Antonello gli imita l’imbarazzo nell’indicare gli abbozzi che la ritraggono adesso frontale e coperta da un panneggio sino alle gambe, adesso nel puro contorno del profilo, adesso stesa su un fianco nei capelli sciolti lungo un orecchino di perle pendente sulla spalla. Un abbozzo segue l’altro in linee imprecise come quelle di nessun altro ritratto e in simmetrie che stentano a ricordarla per l’ossessività delle angolature. Nuccio vorrebbe dirgli che i polsi e le caviglie di Anna sono più fini di così, e le clavicole più pronunciate, ma il timore di rendergli un’offesa fa sì che resti in silenzio e sia Ada a intervenire.
”Hai disegnato tutti per come l’immagini, dovresti fare così anche con Anna, no? Tu disegnala per come ti viene, disegnala e basta! Non ci ritornare su.”
Antonello scuote la testa mentre stringe il pennarello e la matita nel risponderle.
”Non è una questione d’immagini. È una questione d’idee.”

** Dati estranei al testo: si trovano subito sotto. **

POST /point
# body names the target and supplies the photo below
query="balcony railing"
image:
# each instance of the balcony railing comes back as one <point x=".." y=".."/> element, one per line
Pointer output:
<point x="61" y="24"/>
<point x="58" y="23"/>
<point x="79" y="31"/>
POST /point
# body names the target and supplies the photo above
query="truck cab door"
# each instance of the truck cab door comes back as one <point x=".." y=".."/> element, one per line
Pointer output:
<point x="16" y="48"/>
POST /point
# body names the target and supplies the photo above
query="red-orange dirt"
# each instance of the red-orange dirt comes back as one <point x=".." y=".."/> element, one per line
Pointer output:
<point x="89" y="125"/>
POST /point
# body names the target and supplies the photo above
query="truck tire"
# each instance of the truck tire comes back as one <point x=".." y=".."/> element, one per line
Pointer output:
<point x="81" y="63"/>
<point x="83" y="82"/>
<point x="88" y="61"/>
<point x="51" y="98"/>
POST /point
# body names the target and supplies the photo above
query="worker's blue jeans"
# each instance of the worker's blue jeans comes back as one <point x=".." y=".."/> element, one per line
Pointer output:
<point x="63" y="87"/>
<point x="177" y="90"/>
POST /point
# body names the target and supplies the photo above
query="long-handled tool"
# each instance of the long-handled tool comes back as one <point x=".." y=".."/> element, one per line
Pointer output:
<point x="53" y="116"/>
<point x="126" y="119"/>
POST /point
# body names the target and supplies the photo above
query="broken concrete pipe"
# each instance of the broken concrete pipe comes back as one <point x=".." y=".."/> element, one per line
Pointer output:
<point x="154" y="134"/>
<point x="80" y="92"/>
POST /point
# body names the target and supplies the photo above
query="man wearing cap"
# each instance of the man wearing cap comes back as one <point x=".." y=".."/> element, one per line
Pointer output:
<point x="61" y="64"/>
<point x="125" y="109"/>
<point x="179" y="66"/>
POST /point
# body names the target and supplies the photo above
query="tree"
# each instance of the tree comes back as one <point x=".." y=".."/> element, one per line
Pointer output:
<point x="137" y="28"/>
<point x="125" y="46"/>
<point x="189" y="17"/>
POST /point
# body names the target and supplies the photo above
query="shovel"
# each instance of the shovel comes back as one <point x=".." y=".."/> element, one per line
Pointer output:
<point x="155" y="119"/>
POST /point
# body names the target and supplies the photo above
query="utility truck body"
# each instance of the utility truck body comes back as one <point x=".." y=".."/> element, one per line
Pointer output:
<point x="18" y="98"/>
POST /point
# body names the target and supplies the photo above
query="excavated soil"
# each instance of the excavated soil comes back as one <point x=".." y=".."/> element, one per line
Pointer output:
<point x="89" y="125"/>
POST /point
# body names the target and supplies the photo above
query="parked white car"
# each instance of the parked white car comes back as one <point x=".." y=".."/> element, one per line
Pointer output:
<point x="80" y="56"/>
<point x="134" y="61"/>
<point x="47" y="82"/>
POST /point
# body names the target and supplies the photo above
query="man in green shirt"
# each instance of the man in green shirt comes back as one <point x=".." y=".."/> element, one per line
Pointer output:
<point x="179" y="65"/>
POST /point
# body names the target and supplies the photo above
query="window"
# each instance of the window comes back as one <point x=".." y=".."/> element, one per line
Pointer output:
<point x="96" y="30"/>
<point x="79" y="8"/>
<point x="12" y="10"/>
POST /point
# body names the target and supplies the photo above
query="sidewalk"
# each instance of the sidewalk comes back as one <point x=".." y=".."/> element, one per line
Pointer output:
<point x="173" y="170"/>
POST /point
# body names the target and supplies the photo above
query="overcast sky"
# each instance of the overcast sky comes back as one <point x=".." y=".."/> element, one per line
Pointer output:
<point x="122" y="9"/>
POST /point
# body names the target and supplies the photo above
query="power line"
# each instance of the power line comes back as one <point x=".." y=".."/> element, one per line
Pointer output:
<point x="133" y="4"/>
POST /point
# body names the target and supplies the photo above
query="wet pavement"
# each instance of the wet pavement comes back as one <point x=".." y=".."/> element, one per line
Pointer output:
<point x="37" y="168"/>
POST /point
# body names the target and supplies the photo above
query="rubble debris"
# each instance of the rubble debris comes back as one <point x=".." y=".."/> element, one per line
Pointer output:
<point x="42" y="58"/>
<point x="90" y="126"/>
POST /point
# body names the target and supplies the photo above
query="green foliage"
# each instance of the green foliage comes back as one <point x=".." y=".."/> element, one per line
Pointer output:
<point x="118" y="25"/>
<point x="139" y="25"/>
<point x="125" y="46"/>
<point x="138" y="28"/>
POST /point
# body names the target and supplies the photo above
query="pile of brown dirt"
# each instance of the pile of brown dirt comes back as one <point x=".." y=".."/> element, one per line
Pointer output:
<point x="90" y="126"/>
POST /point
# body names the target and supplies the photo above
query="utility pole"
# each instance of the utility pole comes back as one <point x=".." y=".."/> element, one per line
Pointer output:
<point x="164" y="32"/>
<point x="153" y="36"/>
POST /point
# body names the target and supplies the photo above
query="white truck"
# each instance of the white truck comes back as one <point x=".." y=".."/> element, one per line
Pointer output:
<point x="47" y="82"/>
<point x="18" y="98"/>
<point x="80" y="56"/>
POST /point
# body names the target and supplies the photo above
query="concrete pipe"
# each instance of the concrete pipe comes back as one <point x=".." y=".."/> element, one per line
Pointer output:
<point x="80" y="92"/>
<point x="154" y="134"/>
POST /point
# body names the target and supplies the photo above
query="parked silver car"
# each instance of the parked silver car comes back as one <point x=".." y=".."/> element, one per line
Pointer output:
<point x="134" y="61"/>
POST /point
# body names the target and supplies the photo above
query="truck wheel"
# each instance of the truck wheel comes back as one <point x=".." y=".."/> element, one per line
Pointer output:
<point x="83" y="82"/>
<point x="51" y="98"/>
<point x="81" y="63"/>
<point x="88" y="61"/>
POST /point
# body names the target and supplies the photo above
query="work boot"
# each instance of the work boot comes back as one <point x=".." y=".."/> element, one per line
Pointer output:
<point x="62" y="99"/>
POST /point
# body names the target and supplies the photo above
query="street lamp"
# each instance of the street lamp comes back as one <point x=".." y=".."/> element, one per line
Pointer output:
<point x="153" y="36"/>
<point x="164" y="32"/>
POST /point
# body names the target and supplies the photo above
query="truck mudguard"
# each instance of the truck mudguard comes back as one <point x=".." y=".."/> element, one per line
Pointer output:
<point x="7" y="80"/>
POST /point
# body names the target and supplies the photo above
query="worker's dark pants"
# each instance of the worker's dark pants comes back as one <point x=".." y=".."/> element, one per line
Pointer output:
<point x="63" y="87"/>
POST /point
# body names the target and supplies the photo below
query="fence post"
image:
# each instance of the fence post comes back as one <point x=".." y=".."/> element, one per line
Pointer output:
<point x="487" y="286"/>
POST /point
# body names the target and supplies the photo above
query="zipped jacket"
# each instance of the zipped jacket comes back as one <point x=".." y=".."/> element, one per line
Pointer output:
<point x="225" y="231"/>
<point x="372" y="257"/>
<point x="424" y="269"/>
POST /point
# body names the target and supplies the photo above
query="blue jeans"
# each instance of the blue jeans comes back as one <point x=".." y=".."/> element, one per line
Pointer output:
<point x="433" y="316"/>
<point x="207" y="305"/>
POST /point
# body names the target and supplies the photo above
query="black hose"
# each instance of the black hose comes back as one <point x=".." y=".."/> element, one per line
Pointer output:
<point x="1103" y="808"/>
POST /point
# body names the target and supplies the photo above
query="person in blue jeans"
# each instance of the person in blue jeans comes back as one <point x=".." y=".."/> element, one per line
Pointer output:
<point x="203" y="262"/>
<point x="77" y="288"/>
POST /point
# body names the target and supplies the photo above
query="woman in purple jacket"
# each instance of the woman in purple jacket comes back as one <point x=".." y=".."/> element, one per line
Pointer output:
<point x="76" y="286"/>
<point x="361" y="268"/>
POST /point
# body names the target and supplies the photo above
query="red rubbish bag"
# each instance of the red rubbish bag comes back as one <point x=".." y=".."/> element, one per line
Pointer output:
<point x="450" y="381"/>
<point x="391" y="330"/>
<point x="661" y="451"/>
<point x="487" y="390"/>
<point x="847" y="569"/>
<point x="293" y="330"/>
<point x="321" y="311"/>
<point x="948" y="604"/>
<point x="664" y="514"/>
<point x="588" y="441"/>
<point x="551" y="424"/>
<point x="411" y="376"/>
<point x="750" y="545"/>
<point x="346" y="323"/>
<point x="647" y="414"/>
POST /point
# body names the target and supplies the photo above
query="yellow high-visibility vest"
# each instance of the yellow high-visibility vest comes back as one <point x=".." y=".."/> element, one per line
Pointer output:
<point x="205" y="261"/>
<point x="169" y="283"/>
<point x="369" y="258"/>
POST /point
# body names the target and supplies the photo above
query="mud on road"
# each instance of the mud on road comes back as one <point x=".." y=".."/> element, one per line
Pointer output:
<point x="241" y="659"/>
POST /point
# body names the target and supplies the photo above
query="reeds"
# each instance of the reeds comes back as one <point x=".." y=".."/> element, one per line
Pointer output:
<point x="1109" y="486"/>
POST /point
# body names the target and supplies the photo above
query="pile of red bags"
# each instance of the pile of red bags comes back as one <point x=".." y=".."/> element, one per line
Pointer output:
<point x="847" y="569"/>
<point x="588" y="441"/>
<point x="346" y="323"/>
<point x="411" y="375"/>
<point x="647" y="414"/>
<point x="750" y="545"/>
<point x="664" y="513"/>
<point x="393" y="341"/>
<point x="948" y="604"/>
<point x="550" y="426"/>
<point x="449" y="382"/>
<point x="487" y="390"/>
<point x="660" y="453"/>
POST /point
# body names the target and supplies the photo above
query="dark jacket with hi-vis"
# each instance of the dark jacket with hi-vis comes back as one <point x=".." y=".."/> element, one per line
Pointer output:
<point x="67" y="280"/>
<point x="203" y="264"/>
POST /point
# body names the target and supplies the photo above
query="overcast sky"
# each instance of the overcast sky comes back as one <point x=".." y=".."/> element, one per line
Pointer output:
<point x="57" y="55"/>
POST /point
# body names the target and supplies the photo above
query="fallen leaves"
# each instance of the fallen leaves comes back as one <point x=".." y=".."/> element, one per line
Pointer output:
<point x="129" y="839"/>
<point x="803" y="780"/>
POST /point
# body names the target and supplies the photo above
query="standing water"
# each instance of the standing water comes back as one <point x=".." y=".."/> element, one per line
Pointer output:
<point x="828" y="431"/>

Tutti i giorni in biblioteca continua a rimaneggiare i disegni, a volte strofinando così tanto la gomma sui fogli da stropicciarli e chiedere scusa per avergli provocato un danno. Sa più di tutti che il particolare, per quanto rimaneggiato, non sarà mai identico alle idee cui s’ispira, lo sa, ma continua, e nel guardare il modo in cui si raccapriccia nel tentare l’impossibile, suscita una dolcezza tale da volersi inginocchiare per contemplare con lui quel bello che ha nella mente e che non sa spiegare. Nuccio, deciso a regalargli per il compleanno un quaderno con una fodera più rigida e con più fogli inanellati, si chiede, nell’immaginarlo a osservare come di sua abitudine i soggetti per un nuovo ritratto, se, in fondo, nel loro contemplare da lontano, gli occhi non siano, tra tutti, i migliori dei sensi, perché esigono distanza, e la distanza è rispetto. Antonello guarda Anna così come lui, mesi prima, in macchina accanto a sua madre, guardava l’orizzonte, con il desiderio di raggiungerlo e la speranza di non raggiungerlo mai, perché, allora, sarebbe stato costretto a fermarsi lì dove non serve tendere più a nulla. Un passo dopo l’altro l’orizzonte si fa più lontano e, con esso, un tratto dopo l’altro, l’idea di bellezza che Antonello ha reso sacra nel corpo di una donna. È per questo, allora, che sua madre non si è mai voluta decidere a modificare il lieto fine, no? È perché Biancaneve, nella fiaba originale, ringrazia per tutta la vita il principe azzurro non per amore, ma per l’egoismo con cui è riuscito a salvarla da quel che nella sua perfezione di stasi si dice Paradiso, ed è, invece, l’Inferno. Come al solito, sua madre aveva cercato di proteggerlo da una verità troppo grande, nei modi in cui adesso lui vorrebbe proteggere Antonello, augurandogli, nel soffio delle candeline, di non raggiungere mai l’orizzonte cui sta aspirando e continuare a desiderarlo per sempre.